We are calling for justice.

But what does justice, outlined in Sustainable Development Goal 16, look like in a context like Syria?

Of course, we call for criminal punishment for perpetrators, to both deter others from following in their footsteps and to protect victims. Perpetrators on all sides in Syria have acted with impunity and total disregard for civilian lives. Referral of Syria to the International Criminal Court remains blocked at the Security Council. We commend the UN General Assembly’s creation of the International, Impartial and Independent Mechanism (IIIM) to vigorously pursue accountability through the courts, including through universal and other jurisdictions.

However, we are also calling for a victim-centered model of justice, one that goes broader than criminal accountability. I believe we have done victims a great injustice by ignoring their justice-based needs and demands. Let me give two practical examples.

“We are calling for a victim-centered model of justice”

(1) Families looking for information on the hundreds of thousands of detained or missing loved ones — a staggering number of them held in secret detention centers run by both state and armed groups — have a right to the truth about what has happened to them. Parties to the conflict should:

  • Grant access to independent monitors, such as the International Committee of the Red Cross, to all places of detention in Syria. Experience has shown that detainees are most vulnerable to ill-treatment, torture, disappearance or death in custody when they are held incommunicado without access to family, legal representation or judicial oversight. Regular access by independent monitors is essential and long overdue. Preventing it is inexcusable.
  • Make available the names and whereabouts of all those detained so families know where their missing relatives are being held. In time there will need to be a process for identifying who is no longer detained or alive.
  • Release those most vulnerable in all places of detention — children, women, the elderly, and disabled.
©United Nations Human Rights Office of the High Commissioner

(2) Many of the 11 million displaced (internally displaced people and refugees) need protection if they are going to be able to return in safety and dignity to their homes. They risk losing their property through destruction, confiscation or missing property documents; as well as their very identities through unregistered births, marriages and deaths. In some cases, legislation is being drafted that could prevent people who had fled from returning to their homes or regions of origin.
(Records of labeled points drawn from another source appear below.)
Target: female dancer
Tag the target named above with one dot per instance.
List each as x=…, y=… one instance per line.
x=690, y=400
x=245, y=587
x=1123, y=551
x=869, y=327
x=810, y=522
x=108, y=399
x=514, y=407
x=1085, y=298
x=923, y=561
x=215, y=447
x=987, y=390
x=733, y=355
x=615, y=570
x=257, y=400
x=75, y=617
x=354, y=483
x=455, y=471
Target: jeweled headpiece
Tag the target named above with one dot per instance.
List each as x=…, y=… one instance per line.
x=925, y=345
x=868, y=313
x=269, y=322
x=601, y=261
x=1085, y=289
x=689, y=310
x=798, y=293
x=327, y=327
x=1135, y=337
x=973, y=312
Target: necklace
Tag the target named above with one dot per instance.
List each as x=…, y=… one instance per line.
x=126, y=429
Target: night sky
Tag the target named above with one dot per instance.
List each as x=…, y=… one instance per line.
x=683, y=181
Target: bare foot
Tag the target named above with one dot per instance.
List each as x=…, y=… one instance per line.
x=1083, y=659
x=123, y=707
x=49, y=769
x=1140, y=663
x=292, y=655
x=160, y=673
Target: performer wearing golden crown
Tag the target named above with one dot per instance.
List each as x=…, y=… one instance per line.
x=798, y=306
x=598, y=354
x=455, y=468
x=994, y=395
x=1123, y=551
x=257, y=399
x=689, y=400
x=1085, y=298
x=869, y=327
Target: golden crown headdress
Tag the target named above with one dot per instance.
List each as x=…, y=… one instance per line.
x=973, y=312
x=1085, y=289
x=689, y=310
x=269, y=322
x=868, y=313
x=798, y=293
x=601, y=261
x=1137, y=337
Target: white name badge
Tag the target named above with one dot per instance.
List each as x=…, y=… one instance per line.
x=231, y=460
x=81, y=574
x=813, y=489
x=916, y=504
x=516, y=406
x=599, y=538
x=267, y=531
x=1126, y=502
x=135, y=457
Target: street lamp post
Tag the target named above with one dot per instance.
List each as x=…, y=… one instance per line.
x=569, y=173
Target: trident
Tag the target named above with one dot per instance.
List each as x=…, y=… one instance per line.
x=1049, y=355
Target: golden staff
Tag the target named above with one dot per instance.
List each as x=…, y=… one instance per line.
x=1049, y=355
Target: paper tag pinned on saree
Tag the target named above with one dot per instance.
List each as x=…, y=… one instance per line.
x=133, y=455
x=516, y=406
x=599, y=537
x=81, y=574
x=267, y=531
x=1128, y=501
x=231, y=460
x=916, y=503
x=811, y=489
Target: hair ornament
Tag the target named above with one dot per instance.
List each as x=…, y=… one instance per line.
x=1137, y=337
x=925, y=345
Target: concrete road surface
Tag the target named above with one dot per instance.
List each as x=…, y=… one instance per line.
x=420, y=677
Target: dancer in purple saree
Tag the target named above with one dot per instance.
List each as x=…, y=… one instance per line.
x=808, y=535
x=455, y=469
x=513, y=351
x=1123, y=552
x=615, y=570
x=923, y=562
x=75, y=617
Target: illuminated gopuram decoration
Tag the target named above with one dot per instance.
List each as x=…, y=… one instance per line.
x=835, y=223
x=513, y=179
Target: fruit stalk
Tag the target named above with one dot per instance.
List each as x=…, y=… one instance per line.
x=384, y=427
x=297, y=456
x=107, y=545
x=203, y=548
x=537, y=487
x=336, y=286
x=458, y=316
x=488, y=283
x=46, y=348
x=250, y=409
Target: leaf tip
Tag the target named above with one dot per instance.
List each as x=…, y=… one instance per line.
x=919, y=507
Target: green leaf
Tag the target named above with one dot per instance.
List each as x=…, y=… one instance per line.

Enable the registration of births (SDG 16.9), wherever they take place, and give access to everybody to gain/regain their legal identities through simplified registration mechanisms at the local and community levels. Legal and recognizable identity is crucial for most fundamental rights.

Ensure revisions and reforms to the existing legal framework guarantee the rights to ownership, possession and security of tenure of the civilians who left their homes under threat or out of necessity.

There will come a time in the future, once the conflict has ended, when we will speak of individual accountability and reparations by the Syrian state for harm done. When this time comes, information that has been compiled over the past seven years by courageous Syrian individuals, groups inside Syria, and independent mechanisms like the UN Commission of Inquiry on Syria will be essential to help achieve justice for survivors. When UN agencies, major donor states and regional organizations come to assist in rebuilding and reconstructing the country, I implore them to apply a victim-centered model of justice to ensure a more peaceful, just and inclusive society.

Hanny Megally is a Senior Fellow at New York University’s Center on International Cooperation and a Commissioner on the UN Commission of Inquiry on Syria.